Verifica-se, assim, que o MM. Juiz sentenciante julgou de acordo com as provas carreadas aos
autos e não comprovada a condição de miserabilidade, pressuposto indispensável para a
concessão do benefício, de rigor a manutenção da sentença de improcedência do pedido por
seus próprios fundamentos.
Considerando o não provimento do recurso, de rigor a aplicação da regra do §11 do artigo 85 do
CPC/2015, pelo que determino, a título de sucumbência recursal, a majoração dos honorários de
advogado arbitrados na sentença em 2%, devendo ser observada, se for o caso, a suspensão da
exigibilidade prevista no § 3º do artigo 98 daquele Codex.

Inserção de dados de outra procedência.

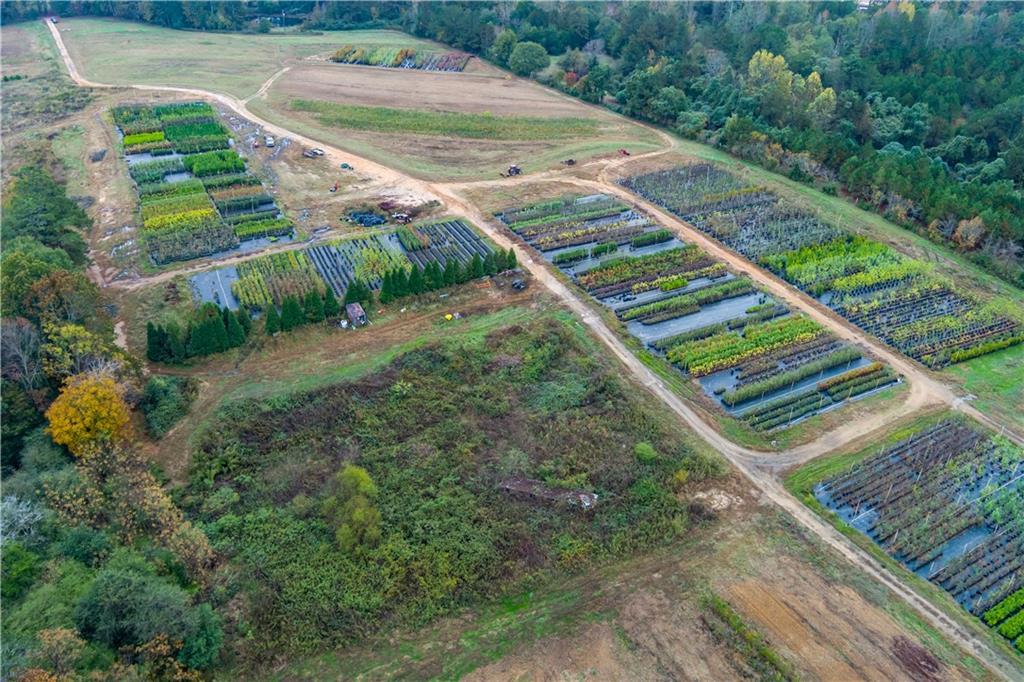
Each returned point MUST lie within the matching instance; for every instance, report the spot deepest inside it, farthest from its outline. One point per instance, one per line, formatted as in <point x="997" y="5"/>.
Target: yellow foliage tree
<point x="89" y="412"/>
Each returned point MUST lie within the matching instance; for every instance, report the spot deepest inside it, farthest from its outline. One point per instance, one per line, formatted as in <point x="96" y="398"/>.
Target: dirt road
<point x="758" y="467"/>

Ante o exposto, NEGO PROVIMENTO à apelação da parte autora e, com fulcro no §11º do artigo
85 do Código de Processo Civil, majoro os honorários de advogado em 2% sobre o valor
arbitrado na sentença, nos termos da fundamentação exposta.
É o voto.
E M E N T A
APELAÇÃO CÍVEL. BENEFÍCIO ASSISTENCIAL. HIPOSSUFICIÊNCIA/MISERABILIDADE NÃO
DEMONSTRADA. SUCUMBÊNCIA RECURSAL.
1. O benefício de prestação continuada é devido ao portador de deficiência (§2º do artigo 20 da
Lei nº 8.742/93, com a redação dada pela Lei nº 12.470/2011) ou idoso com 65 (sessenta e cinco)

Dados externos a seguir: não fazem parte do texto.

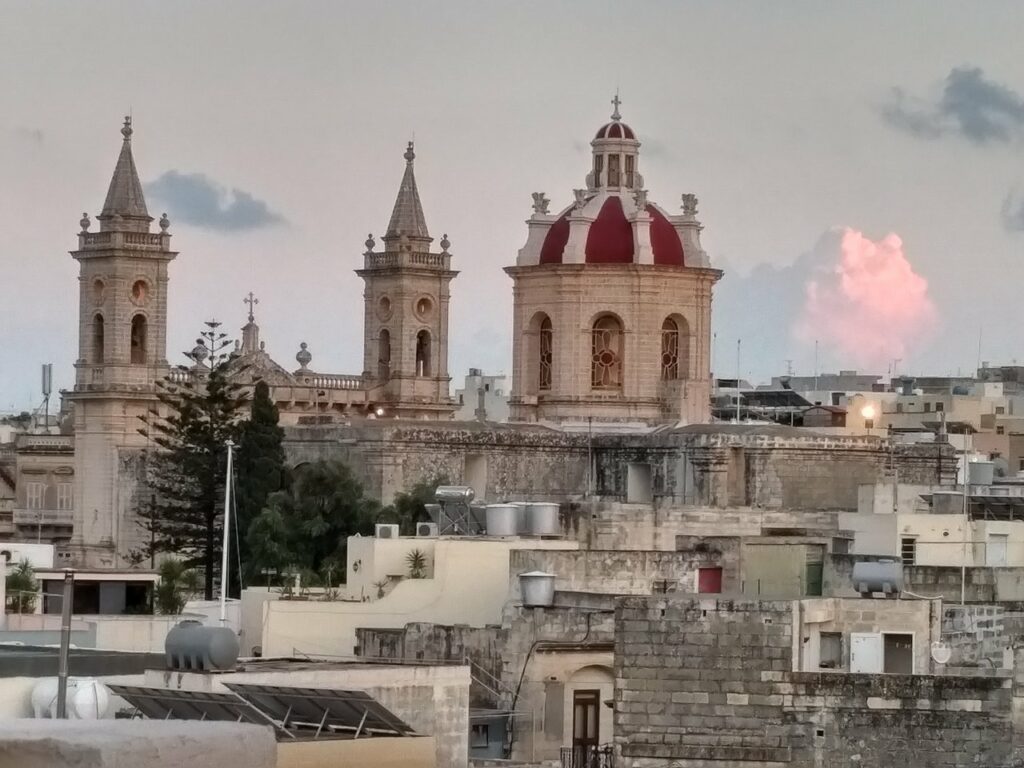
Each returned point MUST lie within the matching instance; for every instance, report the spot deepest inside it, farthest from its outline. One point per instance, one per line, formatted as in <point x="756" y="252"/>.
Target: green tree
<point x="306" y="526"/>
<point x="22" y="588"/>
<point x="200" y="411"/>
<point x="177" y="585"/>
<point x="410" y="507"/>
<point x="259" y="472"/>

anos ou mais (artigo 34 da Lei nº 10.741/2003) que comprove não possuir meios de prover a
própria manutenção e nem de tê-la provida por sua família, nos termos dos artigos 20, § 3º, da
Lei nº 8.742/93.
2. Requisito de miserabilidade/hipossuficiência não preenchido. Laudo social indica que a parte
autora encontra-se amparada pela família e não há evidência de que suas necessidades básicas
não estejam sendo supridas. O benefício assistencial não se presta a complementação de renda.

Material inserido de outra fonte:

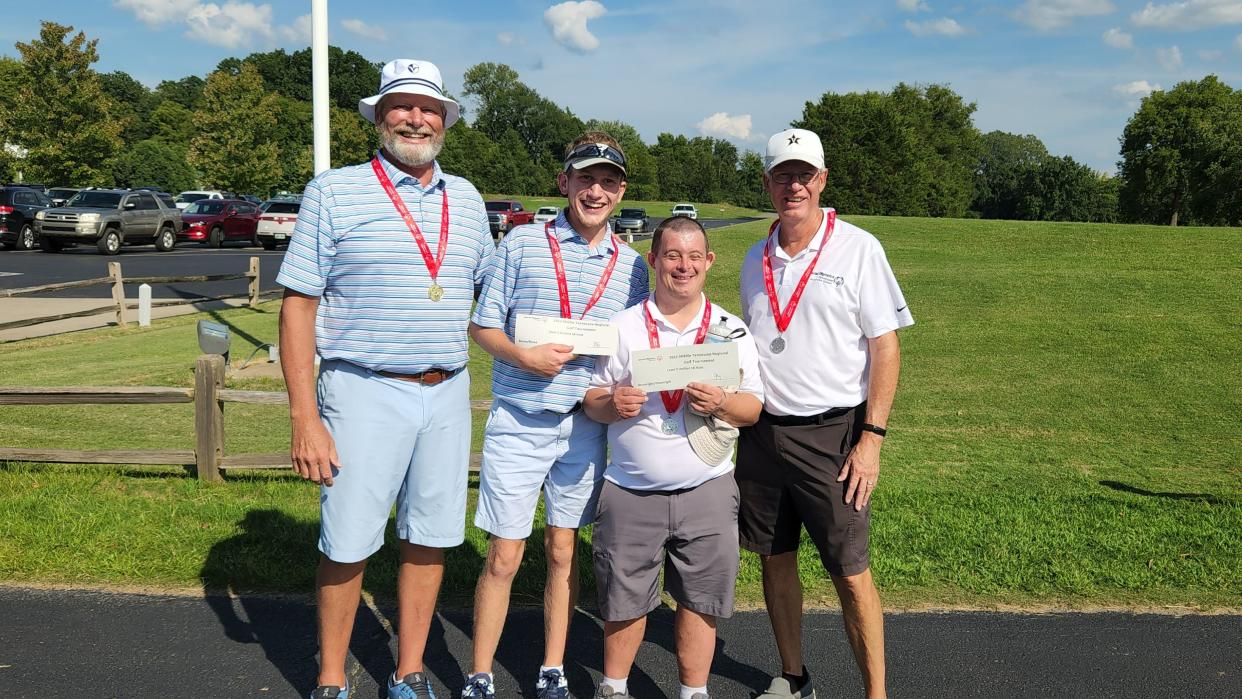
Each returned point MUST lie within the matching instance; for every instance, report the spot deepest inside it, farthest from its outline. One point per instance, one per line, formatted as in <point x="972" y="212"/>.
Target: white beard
<point x="414" y="155"/>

3. Benefício assistencial indevido.
4. Sucumbência recursal. Honorários de advogado majorados em 2% do valor arbitrado na
sentença. Artigo 85, §11, Código de Processo Civil/2015. Exigibilidade condicionada à hipótese
prevista no § 3º do artigo 98 do Código de Processo Civil/2015.
5. Apelação da parte autora não provida.
ACÓRDÃO
Vistos e relatados estes autos em que são partes as acima indicadas, a Sétima Turma, por
unanimidade, decidiu NEGAR PROVIMENTO à apelação da parte autora, nos termos do relatório
e voto que ficam fazendo parte integrante do presente julgado.